# ML-Fundamentals - Neural Networks - Exercise: Neural Network Framework

# Tasks
Your main goal is to extend the existing framework, to perform experiments with different model combinations and to document your observations. Here is a list of necessary tasks and some ideas for additional points:

  * (5) 1 to 5 points are given for improving the class and method comments in the framework files. Points are given based on the quality and quantity of the comments.
  * (2) Implement `Dropout` in `layer.py` and test your implementation with a toy example. Create and train a model that includes Dropout as a layer.
  * (5) Implement `Batchnorm` in `layer.py` and test your implementation with a toy example. Create and train a model that includes Dropout as a layer.
  * (5) Do something extra, up to 5 points.  
  
Please document thoroughly and explain what you do in your experiments, so that work in the notebook is comprehensible, else no points are given.

# Requirements

## Python-Modules

In [1]:
# custom
from htw_nn_framework.networks import NeuralNetwork
from htw_nn_framework.layer import *
from htw_nn_framework.activation_func import *
from htw_nn_framework.loss_func import *
from htw_nn_framework.optimizer import *

# third party
from deep_teaching_commons.data.fundamentals.mnist import Mnist

## Data

In [2]:
# create mnist loader from deep_teaching_commons
mnist_loader = Mnist(data_dir='data')

# load all data, labels are one-hot-encoded, images are flatten and pixel squashed between [0,1]
train_images, train_labels, test_images, test_labels = mnist_loader.get_all_data(flatten=False, one_hot_enc=False, normalized=True)
print(train_images.shape, train_labels.shape)

# reshape to match generell framework architecture 
train_images, test_images = train_images.reshape(60000, 1, 28, 28), test_images.reshape(10000, 1, 28, 28)            
print(train_images.shape, train_labels.shape)

# shuffle training data
shuffle_index = np.random.permutation(60000)
train_images, train_labels = train_images[shuffle_index], train_labels[shuffle_index]

auto download is active, attempting download
mnist data directory already exists, download aborted
(60000, 28, 28) (60000,)
(60000, 1, 28, 28) (60000,)


# MNIST Fully Connected Network Example
This model and optimization is taken from `framework_exercise.ipynb` as an example for a typical pipeline using the framework files.

# Your Extensions and Experiments

## Preparations
### Download dataset

In [3]:
from sklearn.datasets import fetch_lfw_people
lfw_people = fetch_lfw_people(min_faces_per_person=70, resize=0.4)

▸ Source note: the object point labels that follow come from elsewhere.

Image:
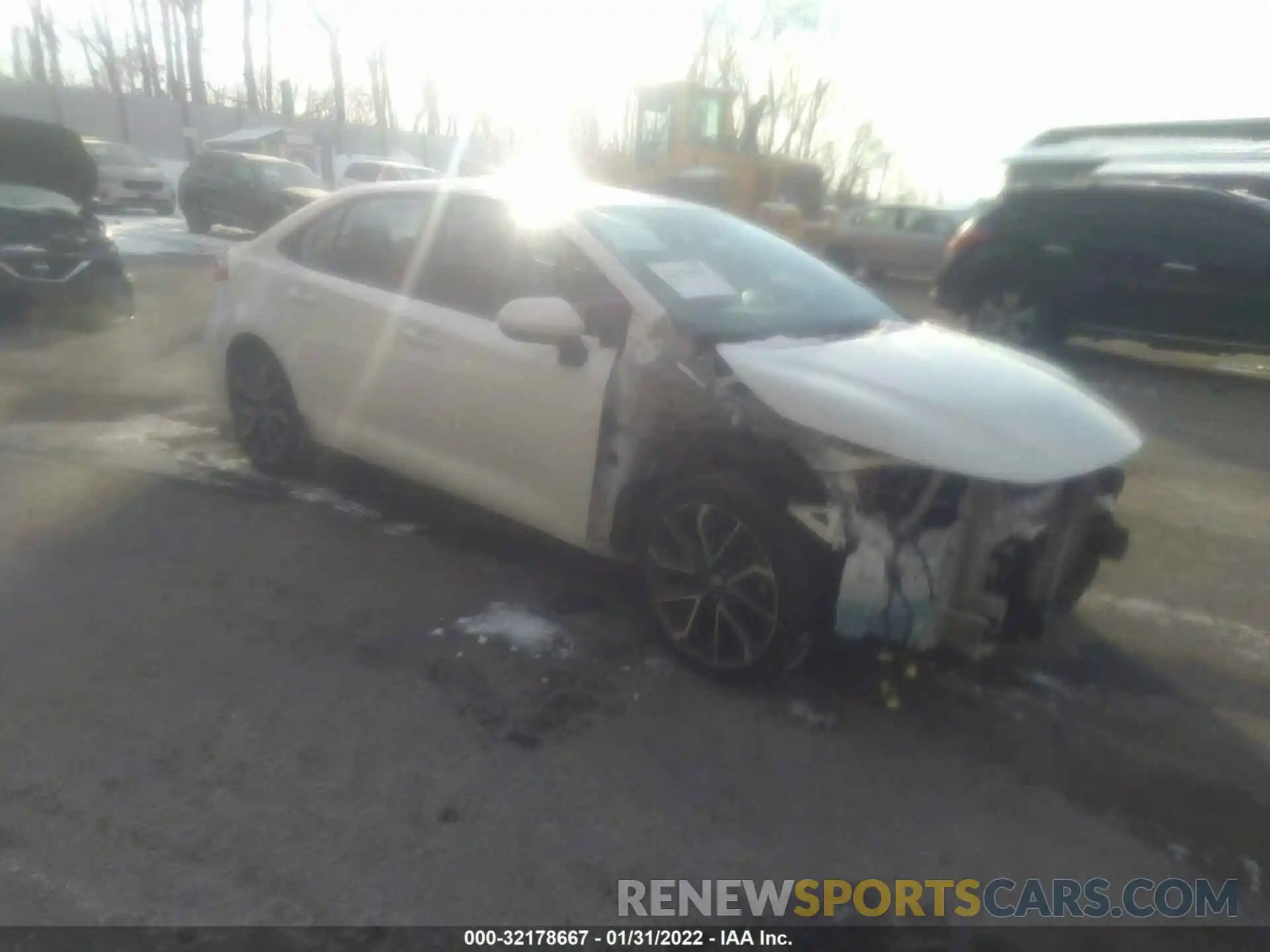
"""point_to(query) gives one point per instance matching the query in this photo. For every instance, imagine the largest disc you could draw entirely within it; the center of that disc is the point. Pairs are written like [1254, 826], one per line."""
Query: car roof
[253, 157]
[582, 193]
[1136, 187]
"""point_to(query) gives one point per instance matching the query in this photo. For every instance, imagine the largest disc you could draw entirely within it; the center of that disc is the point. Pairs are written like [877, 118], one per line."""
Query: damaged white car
[662, 382]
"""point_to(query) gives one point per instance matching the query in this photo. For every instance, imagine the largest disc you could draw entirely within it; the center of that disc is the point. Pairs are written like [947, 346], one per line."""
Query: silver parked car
[905, 240]
[127, 179]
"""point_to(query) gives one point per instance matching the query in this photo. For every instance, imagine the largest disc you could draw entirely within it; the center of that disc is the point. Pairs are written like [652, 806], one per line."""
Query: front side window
[722, 278]
[480, 259]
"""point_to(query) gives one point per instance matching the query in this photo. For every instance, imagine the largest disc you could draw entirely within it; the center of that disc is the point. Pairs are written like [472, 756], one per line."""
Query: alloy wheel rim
[713, 586]
[262, 415]
[1010, 317]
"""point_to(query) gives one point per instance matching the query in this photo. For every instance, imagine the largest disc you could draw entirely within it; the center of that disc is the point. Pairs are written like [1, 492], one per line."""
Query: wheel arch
[773, 467]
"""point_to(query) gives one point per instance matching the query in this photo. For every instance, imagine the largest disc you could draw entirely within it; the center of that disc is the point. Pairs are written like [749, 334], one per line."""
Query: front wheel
[728, 578]
[197, 220]
[267, 422]
[1015, 317]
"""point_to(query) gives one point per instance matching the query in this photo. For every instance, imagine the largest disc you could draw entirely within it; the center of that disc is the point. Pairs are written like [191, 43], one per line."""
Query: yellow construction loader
[683, 141]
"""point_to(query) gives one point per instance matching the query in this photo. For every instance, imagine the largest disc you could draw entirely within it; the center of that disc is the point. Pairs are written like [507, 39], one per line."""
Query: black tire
[1015, 317]
[267, 422]
[728, 576]
[197, 220]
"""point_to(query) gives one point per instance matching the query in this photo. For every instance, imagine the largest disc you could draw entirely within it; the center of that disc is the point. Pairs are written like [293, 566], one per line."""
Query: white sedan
[662, 382]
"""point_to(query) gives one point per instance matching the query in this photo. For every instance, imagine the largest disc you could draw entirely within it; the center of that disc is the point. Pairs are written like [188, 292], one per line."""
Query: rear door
[337, 287]
[1217, 274]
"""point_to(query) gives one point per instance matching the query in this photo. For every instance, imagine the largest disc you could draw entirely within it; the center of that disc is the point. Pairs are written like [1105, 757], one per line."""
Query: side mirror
[545, 320]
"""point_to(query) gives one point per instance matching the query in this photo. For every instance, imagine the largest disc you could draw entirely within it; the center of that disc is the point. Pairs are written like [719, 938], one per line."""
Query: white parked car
[663, 382]
[127, 179]
[364, 171]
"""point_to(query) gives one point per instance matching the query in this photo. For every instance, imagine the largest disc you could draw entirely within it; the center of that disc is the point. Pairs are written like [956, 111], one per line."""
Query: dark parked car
[244, 190]
[1169, 263]
[58, 260]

# for our network we use the data directly
X = lfw_people.data
print(X.shape)

# the label to predict is the id of the person
y = lfw_people.target
target_names = lfw_people.target_names
print(y.shape)
print(target_names.shape)

(1288, 1850)
(1288,)
(7,)


### Splitting, normalizing and randomizing the Dataset

In [4]:
from sklearn.model_selection import train_test_split

# split into a training and testing set
X_train, X_test, y_train, y_test = train_test_split(
    X, y, test_size=0.25, random_state=42)

# shuffle training data
shuffle_index = np.random.permutation(966)
X_train, y_train = X_train[shuffle_index], y_train[shuffle_index]

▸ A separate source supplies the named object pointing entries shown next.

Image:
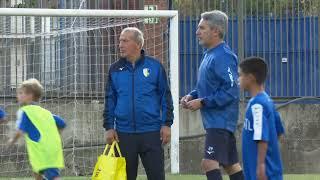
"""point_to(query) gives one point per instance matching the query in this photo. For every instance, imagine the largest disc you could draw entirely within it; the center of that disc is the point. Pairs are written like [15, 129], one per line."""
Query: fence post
[240, 13]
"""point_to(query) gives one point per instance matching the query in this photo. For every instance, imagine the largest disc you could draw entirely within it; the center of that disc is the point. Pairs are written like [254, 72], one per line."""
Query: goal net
[70, 52]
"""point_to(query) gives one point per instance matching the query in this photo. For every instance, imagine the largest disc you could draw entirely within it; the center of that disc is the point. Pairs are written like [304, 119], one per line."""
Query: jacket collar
[214, 48]
[138, 62]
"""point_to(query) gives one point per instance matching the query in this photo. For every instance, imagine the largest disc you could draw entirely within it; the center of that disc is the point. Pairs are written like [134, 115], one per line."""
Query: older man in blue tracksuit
[138, 107]
[217, 96]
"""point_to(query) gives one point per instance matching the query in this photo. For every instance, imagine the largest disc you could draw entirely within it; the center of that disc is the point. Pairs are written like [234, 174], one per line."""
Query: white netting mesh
[71, 57]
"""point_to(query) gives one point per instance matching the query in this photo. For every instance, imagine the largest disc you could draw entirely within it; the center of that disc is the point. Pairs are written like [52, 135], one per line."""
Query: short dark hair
[255, 66]
[32, 86]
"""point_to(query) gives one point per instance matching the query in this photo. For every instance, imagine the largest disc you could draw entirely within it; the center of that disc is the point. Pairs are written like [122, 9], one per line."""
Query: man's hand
[111, 135]
[184, 100]
[194, 104]
[165, 134]
[261, 172]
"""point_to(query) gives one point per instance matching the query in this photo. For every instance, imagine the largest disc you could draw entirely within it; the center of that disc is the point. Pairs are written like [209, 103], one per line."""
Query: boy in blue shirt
[262, 125]
[41, 131]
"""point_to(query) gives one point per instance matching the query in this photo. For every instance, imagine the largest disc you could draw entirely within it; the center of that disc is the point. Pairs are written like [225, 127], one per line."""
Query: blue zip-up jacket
[217, 85]
[138, 99]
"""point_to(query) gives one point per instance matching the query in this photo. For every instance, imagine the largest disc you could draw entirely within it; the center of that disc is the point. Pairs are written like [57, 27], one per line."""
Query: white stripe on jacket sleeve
[257, 113]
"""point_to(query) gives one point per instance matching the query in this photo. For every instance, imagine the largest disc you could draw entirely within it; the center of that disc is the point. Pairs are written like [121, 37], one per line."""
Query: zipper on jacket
[133, 111]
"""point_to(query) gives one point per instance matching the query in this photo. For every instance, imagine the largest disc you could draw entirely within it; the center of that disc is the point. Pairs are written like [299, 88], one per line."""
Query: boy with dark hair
[262, 125]
[41, 131]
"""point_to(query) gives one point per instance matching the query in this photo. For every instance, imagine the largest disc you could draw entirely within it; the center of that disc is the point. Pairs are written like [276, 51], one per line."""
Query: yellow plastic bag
[110, 167]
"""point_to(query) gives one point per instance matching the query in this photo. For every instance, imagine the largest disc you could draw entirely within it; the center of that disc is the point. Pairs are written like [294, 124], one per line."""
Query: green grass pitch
[191, 177]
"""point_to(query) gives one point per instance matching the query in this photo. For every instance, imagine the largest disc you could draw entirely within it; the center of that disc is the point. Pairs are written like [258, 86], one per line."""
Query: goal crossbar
[173, 50]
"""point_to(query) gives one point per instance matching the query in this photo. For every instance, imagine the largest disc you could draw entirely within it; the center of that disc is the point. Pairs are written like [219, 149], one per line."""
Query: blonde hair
[32, 86]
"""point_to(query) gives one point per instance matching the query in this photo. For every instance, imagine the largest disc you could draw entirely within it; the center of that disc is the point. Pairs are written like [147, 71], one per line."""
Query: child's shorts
[50, 174]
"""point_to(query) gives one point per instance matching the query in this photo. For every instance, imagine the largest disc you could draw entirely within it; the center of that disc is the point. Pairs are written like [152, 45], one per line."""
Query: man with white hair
[138, 107]
[217, 96]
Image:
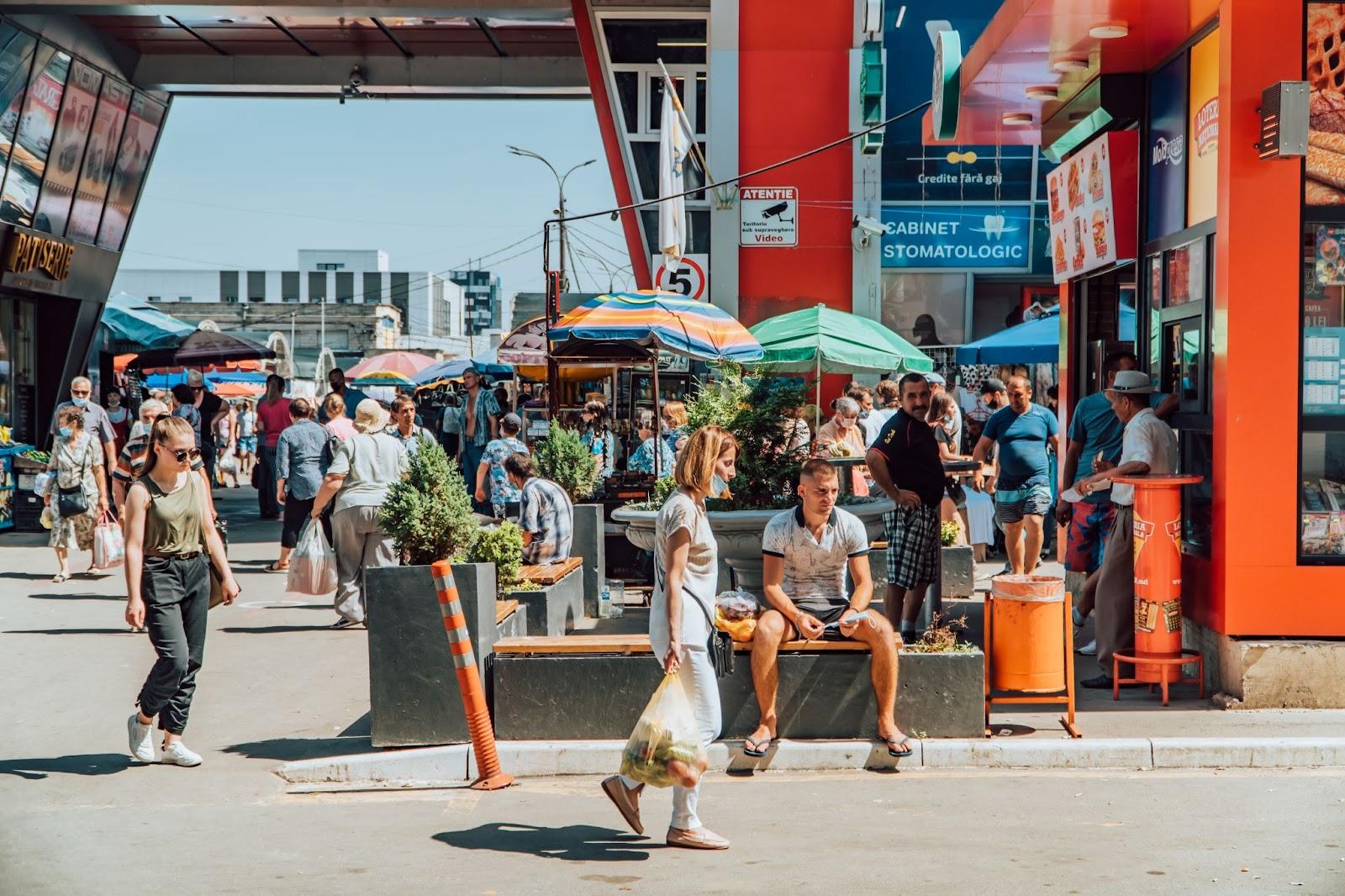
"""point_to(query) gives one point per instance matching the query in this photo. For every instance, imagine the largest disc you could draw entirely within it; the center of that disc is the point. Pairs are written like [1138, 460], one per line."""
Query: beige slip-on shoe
[696, 838]
[625, 801]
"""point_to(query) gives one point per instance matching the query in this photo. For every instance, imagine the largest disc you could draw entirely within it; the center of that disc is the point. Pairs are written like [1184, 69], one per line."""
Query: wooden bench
[630, 645]
[551, 573]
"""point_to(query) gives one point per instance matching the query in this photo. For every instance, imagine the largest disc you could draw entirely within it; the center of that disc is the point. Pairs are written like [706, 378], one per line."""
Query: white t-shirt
[701, 575]
[1150, 440]
[814, 568]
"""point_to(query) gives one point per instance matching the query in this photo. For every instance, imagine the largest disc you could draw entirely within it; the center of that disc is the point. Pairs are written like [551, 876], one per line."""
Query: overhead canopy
[136, 324]
[455, 367]
[831, 340]
[1035, 342]
[206, 347]
[636, 326]
[408, 363]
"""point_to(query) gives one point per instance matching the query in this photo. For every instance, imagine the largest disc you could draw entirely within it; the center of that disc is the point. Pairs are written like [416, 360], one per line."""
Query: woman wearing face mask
[171, 546]
[842, 436]
[686, 575]
[119, 417]
[77, 459]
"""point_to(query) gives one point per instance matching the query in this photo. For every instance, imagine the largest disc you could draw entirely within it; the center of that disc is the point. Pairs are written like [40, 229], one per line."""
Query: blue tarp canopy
[138, 326]
[454, 367]
[1036, 342]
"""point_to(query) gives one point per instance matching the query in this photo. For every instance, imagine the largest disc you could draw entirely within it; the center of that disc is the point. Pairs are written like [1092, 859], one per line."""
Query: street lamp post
[560, 188]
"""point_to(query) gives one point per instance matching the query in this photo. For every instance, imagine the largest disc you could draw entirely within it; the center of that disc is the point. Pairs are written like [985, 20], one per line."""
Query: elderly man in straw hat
[363, 470]
[1147, 447]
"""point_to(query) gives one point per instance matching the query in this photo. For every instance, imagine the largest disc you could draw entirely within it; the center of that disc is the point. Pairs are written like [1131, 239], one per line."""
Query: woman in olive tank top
[171, 544]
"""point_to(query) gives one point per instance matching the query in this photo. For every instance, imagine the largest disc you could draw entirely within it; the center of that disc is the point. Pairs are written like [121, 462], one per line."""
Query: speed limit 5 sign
[689, 279]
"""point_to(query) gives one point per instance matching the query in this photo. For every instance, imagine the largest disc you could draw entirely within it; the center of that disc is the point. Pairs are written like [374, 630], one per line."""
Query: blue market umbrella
[136, 324]
[1036, 342]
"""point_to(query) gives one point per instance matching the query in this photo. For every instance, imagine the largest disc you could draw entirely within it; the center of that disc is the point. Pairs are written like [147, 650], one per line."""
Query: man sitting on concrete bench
[806, 552]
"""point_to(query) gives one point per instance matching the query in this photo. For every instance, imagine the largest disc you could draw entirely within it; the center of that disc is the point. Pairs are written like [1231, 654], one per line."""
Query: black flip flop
[757, 748]
[905, 748]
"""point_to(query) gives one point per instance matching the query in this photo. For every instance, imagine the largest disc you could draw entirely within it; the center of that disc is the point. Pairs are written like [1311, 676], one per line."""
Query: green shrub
[567, 461]
[504, 546]
[428, 514]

print("train shapes:", X_train.shape, ", ", y_train.shape)
print("test shapes:", X_test.shape, ", ", y_test.shape)
print(y_train[0])

# to get our matrix values inbetween 0 and 1
X_train /= 255
X_test /= 255
print("max values", np.max(X_train))
print("min value", np.max(X_test))

train shapes: (966, 1850) ,  (966,)
test shapes: (322, 1850) ,  (322,)
3
max values 1.0
min value 1.0


### Some cropping magic

In [5]:
# cropping magic in order to get squared images
X_train = X_train[:, 0:1849]
X_test = X_test[:, 0:1849]

print("train shapes:", X_train.shape, ", ", y_train.shape)
print("test shapes:", X_test.shape, ", ", y_test.shape)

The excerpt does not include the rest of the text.